OUTRA HISTÓRIA DENTRO DO CONTEXTO
Muitos tempos depois, nessa onda de desfazimentos dos casais e das despedidas inevitáveis, estava eu, na Igreja Santa Teresinha, para assistir à missa do sétimo dia do descanso eterno de Dóris Dantas, a DÓRIS DE DEQUINHA.
Mesmo naquele momento de pesar, reservadamente, eu me lembrava, que nos idos dos anos 70, naquela mesma igreja e, talvez, até no mesmo horário, tinha acontecido o casamento de Dequinha e Dóris, sob uma grande presepada que nós preparamos.
Não sei, se Flavia Regina, minha filha, sentada ao meu lado, notava meu semblante ausente.
Vinha à minha lembrança, a noite anterior ao casório e suas engraçadas consequências.
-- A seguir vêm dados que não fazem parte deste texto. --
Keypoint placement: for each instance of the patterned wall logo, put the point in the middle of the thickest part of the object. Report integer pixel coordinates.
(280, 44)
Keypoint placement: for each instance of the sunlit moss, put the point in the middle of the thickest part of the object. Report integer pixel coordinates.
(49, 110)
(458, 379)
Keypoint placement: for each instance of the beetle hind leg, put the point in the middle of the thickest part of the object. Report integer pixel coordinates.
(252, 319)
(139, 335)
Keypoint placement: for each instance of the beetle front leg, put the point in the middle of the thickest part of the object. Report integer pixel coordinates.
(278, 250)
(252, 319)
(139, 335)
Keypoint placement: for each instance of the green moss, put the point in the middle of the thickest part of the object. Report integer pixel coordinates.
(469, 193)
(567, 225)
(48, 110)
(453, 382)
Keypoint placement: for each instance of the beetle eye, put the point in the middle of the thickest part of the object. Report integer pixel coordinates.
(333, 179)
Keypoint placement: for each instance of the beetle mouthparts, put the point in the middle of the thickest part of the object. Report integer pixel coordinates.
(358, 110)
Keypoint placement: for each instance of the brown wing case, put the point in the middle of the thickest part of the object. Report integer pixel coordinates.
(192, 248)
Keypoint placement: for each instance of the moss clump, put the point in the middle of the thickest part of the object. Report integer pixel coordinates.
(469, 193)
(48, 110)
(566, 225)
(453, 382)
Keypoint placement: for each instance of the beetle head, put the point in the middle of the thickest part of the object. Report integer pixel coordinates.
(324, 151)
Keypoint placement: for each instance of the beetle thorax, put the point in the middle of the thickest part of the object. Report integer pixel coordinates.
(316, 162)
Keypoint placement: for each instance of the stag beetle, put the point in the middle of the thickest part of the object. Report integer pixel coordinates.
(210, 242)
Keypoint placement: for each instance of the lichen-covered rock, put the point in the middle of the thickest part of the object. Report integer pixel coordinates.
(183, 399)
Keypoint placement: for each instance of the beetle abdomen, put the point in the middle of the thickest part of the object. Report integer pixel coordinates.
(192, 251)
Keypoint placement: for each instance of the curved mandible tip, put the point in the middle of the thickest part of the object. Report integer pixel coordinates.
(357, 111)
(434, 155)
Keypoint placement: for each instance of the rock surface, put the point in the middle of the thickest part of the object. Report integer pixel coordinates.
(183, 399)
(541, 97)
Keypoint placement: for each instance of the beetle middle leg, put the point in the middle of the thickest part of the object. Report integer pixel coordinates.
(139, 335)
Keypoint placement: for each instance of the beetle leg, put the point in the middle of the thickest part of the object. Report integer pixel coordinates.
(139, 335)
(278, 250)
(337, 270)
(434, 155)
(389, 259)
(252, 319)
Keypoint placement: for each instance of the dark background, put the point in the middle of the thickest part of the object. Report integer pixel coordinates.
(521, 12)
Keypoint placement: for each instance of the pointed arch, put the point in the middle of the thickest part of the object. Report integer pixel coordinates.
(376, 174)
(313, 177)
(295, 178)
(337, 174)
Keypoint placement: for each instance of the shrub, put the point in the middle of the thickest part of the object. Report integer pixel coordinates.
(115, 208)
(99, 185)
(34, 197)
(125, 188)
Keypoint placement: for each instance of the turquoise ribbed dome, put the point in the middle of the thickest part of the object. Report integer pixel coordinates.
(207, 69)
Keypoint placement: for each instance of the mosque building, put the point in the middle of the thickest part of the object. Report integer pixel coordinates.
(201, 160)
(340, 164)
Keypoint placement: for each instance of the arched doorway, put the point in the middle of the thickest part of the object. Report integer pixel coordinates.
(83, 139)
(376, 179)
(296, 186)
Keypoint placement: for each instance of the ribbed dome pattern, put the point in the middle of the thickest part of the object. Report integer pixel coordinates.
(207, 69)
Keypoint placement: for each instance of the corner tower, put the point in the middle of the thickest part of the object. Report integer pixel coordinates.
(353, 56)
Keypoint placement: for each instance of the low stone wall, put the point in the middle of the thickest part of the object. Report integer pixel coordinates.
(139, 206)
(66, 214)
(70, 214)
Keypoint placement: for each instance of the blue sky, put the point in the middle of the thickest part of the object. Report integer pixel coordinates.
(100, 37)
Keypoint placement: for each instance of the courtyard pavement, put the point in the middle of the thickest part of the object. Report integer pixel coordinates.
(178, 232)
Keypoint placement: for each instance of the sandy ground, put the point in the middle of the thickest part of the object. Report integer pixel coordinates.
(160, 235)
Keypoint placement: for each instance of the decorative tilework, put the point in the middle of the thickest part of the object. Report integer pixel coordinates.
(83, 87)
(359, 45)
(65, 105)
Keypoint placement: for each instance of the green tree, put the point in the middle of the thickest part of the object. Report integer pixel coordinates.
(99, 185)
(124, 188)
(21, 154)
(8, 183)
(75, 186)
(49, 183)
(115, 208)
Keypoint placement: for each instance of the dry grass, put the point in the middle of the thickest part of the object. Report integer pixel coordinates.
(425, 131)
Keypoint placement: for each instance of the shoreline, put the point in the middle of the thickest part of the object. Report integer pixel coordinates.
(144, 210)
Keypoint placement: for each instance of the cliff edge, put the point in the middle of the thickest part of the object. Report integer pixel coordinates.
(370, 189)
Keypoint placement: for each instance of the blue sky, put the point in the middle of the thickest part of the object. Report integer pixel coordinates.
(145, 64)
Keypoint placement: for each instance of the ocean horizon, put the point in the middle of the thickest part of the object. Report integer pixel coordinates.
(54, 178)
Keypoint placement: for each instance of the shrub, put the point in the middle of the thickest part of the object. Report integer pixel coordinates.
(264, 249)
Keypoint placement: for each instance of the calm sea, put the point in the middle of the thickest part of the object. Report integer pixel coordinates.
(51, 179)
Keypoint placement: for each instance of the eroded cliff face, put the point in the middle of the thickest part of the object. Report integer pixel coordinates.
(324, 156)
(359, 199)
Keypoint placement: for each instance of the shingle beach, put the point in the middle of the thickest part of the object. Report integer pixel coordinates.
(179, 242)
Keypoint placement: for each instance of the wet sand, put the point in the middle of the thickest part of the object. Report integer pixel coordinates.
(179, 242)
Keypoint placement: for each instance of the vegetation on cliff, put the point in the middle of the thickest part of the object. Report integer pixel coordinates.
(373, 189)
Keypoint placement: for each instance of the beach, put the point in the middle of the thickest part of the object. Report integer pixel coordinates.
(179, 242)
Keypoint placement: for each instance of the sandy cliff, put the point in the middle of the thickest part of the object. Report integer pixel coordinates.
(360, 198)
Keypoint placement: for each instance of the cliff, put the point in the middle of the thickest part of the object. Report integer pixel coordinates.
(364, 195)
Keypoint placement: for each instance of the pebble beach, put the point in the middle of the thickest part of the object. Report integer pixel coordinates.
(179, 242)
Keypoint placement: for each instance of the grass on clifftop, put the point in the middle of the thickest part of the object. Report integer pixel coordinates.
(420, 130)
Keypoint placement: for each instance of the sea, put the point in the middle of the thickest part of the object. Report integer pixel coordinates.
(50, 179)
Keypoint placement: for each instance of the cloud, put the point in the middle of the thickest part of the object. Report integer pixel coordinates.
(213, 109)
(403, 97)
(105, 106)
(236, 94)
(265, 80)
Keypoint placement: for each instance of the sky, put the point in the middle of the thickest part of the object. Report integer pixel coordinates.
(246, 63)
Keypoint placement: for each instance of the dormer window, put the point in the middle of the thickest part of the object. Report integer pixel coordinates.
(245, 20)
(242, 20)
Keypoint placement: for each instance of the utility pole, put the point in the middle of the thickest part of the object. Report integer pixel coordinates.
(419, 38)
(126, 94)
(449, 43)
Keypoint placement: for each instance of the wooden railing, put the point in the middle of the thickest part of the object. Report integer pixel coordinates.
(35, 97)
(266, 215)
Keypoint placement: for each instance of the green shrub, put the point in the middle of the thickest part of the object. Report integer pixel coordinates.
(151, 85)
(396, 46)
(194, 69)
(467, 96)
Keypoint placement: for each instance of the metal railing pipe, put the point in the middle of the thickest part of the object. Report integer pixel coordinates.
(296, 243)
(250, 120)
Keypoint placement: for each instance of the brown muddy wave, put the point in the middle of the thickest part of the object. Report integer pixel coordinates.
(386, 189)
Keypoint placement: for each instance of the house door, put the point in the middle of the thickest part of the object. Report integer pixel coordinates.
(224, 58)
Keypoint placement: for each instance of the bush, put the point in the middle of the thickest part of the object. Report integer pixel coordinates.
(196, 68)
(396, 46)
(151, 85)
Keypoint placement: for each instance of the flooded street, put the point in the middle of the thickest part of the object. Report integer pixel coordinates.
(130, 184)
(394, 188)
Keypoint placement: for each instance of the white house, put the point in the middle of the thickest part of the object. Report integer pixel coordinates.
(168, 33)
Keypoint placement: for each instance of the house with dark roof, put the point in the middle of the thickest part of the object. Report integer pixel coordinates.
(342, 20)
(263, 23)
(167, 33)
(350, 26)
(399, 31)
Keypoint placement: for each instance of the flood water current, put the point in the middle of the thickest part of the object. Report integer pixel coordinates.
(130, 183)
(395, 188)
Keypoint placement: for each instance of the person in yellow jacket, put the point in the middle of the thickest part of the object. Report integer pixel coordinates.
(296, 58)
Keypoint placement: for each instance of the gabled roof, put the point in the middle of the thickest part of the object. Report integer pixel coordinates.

Lembrando-me, tinha a consciência de que, os dois, nunca deixaram de relembrar a brincadeira que fizemos, rindo, felizes.
Segundo Dequinha, só lamenta que um dos seus “meninos”, tenha desgravado a “histórica fita cassete”, para utilizar com algum sucesso de sua época.
Para nós, nada a lamentar. O “trabalho”, tinha sido recompensado, cumprindo mais do que o esperado.
Agora, durante a missa de sétimo dia do falecimento de Doris, sem o som da presepada, eu acompanhava o ofício religioso, com a lembrança das alegrias do passado, no silencio da ausência, no presente.
SÃO COISAS DA VIDA, QUE MERECEM NÃO SER ESQUECIDAS.